Американский автор М. Броунли в русле «лингвистического поворота» уделил большее внимание, чем другие историки, особенностям литературного стиля Кларендона. Избегая апологетики, он писал: несмотря на слабости, присущие историографии того времени и трудности своего собственного положения, «Хайду удалось создать структурированный исторический синтез анналов, мемуаров, полемики и апологии в работе, являющейся величайшей, возможно, единственной литературной историографией в Англии XVII века» [26, 18]. «История мятежа» не объективна, она содержит оценки, отражавшие приверженность роялистской партии, которую Кларендон считал более правой в конфликте, чем парламентариев; он давал описание событий так, как он их понимал. Тем не менее, он избрал не тот способ защиты, «которого желал Карл I, поощривший своего советника к написанию. Устремления Хайда определялись его приверженностью к исторической правде и верой в то, что история должна давать урок. Он с болью признавал, что роялисты допустили много ошибок, и считал, что часть его обязательств как историка состоит в том, чтобы назвать и проанализировать эти ошибки. Более того, он верил, что его партия преуспеет в будущем, только если извлечет уроки из прошлого, и он был готов обучать. Он не жалел никого» [26, 21]. В духе своего времени Кларендон избегал излишеств риторики и искусственного драматизма, предпочитая простой, «утилитарный» стиль. Богатый идеологический и психологический контекст событий создавался автором умелым балансированием между дискурсом и рассказом, путем структурирования нарратива как совокупности диалектических и личностных конфликтов. Броунли отмечал: «Историю мятежа» делает произведением искусства сила воображения автора, придающая описываемым событиям и тематическим разделам смысловую ценность. Собственный опыт и опыт других людей, внимательный анализ документов и свидетельств позволили создать «комплексную концепцию того, что было для него истинной сущностью гражданских войн и их значения в истории английской нации» [26, 64].

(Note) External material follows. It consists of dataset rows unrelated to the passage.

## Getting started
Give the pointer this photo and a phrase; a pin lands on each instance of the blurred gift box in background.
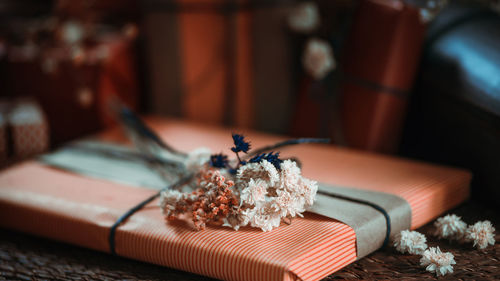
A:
(418, 78)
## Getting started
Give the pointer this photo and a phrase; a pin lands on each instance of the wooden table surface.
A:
(25, 257)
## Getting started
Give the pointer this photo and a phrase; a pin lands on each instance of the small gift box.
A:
(28, 128)
(84, 210)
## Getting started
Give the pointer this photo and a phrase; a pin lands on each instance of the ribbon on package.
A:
(374, 216)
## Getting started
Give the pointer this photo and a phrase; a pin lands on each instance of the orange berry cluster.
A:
(214, 200)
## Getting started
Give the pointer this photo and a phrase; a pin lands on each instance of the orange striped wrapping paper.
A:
(67, 207)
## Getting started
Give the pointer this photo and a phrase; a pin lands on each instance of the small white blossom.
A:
(197, 158)
(290, 176)
(255, 192)
(268, 196)
(481, 233)
(436, 261)
(72, 32)
(450, 227)
(265, 220)
(412, 242)
(263, 170)
(318, 58)
(304, 17)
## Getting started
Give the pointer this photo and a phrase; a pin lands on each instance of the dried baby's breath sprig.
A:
(481, 234)
(269, 196)
(450, 227)
(411, 242)
(436, 261)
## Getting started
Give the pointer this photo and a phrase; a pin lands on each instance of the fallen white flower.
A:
(436, 261)
(450, 227)
(481, 233)
(412, 242)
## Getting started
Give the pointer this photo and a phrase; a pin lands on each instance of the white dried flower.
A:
(309, 190)
(255, 192)
(412, 242)
(265, 219)
(290, 175)
(197, 158)
(304, 17)
(268, 196)
(262, 170)
(436, 261)
(450, 227)
(318, 58)
(481, 233)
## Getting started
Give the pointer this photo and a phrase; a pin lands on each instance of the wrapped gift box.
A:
(28, 128)
(24, 131)
(80, 210)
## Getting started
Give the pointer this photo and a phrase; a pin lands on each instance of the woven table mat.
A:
(25, 257)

Менее изученной (и недостаточно востребованной в научном дискурсе) частью литературного наследия Хайда остаются, особенно в отечественной историографии, его политические и религиозные сочинения. Известный шаг в этом направлении был сделан молодым исследователем С. М. Морозовым, защитившим недавно диссертацию о его взглядах [128]. Напомним о трудах Кларендона, которые оставили определенный след в религиозно-философской и политической мысли.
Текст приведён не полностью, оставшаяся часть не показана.